Gedanken für den Tag

von Johanna Schwanberg, Leiterin des Wiener Dommuseums. "Verletzbarer Meister des Plakativen" - Zum 150. Geburtstag von Henri de Toulouse Lautrec. Gestaltung: Alexandra Mantler

Ein männlicher Oberkörper in der Bildmitte. Das Gesicht liegt mehrheitlich im Dunklen verborgen. Ich meine, einen skeptischen Blick zu erkennen und große wulstige Lippen. Am meisten irritieren mich die vor dem Mann aufgetürmten Gegenstände. Sie bilden eine Barriere zwischen mir als Betrachterin und dem Dargestellten.

"Selbstbildnis vor einer Spiegelkonsole" nennt sich das skizzenhaft gemalte Ölbild des jungen Henri de Toulouse-Lautrec aus den 1880er Jahren. Es ist das einzige gemalte Selbstporträt des französischen Malers und Zeichners, der als Inbegriff des Pariser-Bohemiens in die Kunstgeschichte einging. Erstaunlich: Seine Faszination galt nahezu ausschließlich der Darstellung von Menschen. Landschaften, historische oder religiöse Themen haben ihn überhaupt nicht interessiert. Dass er sich selbst so wenig ins Zentrum seiner Kunst stellte, und wenn, dann karikaturhaft, wird verständlich angesichts seines Schicksals.

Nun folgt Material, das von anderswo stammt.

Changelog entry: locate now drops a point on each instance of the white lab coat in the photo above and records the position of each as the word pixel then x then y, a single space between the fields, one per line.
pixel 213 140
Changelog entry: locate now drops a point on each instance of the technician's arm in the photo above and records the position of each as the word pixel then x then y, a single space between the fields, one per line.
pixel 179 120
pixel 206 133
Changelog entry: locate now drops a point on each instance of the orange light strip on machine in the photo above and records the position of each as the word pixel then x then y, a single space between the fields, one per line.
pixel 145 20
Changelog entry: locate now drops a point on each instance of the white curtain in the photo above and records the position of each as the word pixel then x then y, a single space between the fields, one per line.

Der Sohn eines der ältesten französischen Adelsgeschlechter kam heute vor 150 Jahren als Erstgeborener in Albi, im Südwesten Frankreichs, auf die Welt. Spätestens im Alter von zehn war klar, dass der kleine Henri nicht nur ein normal schwächliches Kind war. Er litt an einer seltenen Knochenkrankheit. Hervorgerufen wahrscheinlich durch die enge Verwandtschaft der Eltern als Cousin und Cousine. Die Folge: Starke Schmerzen, zwei Oberschenkelbrüche, die nicht richtig verheilten, eine unproportionierte Figur und letztendlich eine Körpergröße von lediglich 1,52 m.

Toulouse-Lautrec starb mit nur 36 Jahren nach exzessivem Alkoholkonsum an einem Schlaganfall. Wie bei Vincent Van Gogh oder Frida Kahlo hat das tragische Leben des Montmartre-Stars lange den Blick auf dessen innovative Kunst verstellt. Mich fasziniert, wie viel jemand wie Toulouse-Lautrec trotz oder gerade wegen seiner Schicksalsschläge in einem kurzen Leben schaffen kann. Dies liegt wohl an der Konzentration auf das, was einem wirklich wichtig ist. Bei Toulouse-Lautrec war es die Kunst. So meinte er bereits als Heranwachsender in einem Brief an seinen Vater: "Jetzt bin ich ganz entschieden, mitten drin. Zeichnen, zeichnen, darum geht's."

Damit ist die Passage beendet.